WES is a promising method for the identification of genetic variants that cause structural abnormalities in fetuses with normal results on karyotyping and CMA. This enhanced diagnostic yield has the potential to improve the clinical management of pregnancies and to inform better the reproductive decisions of affected families. Copyright © 2017 ISUOG. Published by John Wiley & Sons Ltd.
评估产前全外显子组测序(WES)在结构畸形且核型分析和染色体微阵列分析(CMA)结果正常的胎儿中用于单基因疾病诊断的效能,并描述 WES 提供的致病性变异信息。
对 2011 年 1 月至 2015 年 12 月期间因超声和/或磁共振成像检测到胎儿结构异常而转诊的 3949 例妊娠患者的存储样本,依次进行核型分析、CMA 和 WES。总体上以及在表型亚组中,以及在仅胎儿-母亲-父亲样本和胎儿样本中,分别研究了这三种技术的诊断率。通过 WES 确定致病性变异信息。
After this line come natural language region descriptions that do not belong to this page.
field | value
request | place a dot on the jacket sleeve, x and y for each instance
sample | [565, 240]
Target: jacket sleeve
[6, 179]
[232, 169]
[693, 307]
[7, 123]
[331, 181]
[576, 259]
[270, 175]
总体而言,3949 例胎儿中有 18.2%(720/3949)的胎儿核型异常。在核型正常的 1680 例胎儿中,有 8.2%(138/1680)的胎儿 CMA 检测到致病性拷贝数变异。对核型和 CMA 结果正常的 196 例胎儿进行 WES 检测,发现其中 47 例(24%)的异常表型与潜在的遗传变异有关。仅胎儿-母亲-父亲和胎儿样本的分子诊断率分别为 26.5%(13/49)和 23.1%(34/147)。在 196 例胎儿中检测到意义不明的变异 12.8%(25/196),其中仅胎儿样本组中检测到 22 例(15%;22/147),仅母亲-父亲样本组中检测到 3 例(6.1%;3/49)。偶然发现率为 6.1%(12/196)。
WES 是一种很有前途的方法,可用于鉴定核型和 CMA 结果正常的胎儿结构异常的遗传变异。这种提高的诊断效能有可能改善妊娠的临床管理,并为受影响的家庭提供更好的生殖决策信息。版权所有 © 2017 ISUOG。由 John Wiley & Sons Ltd 出版。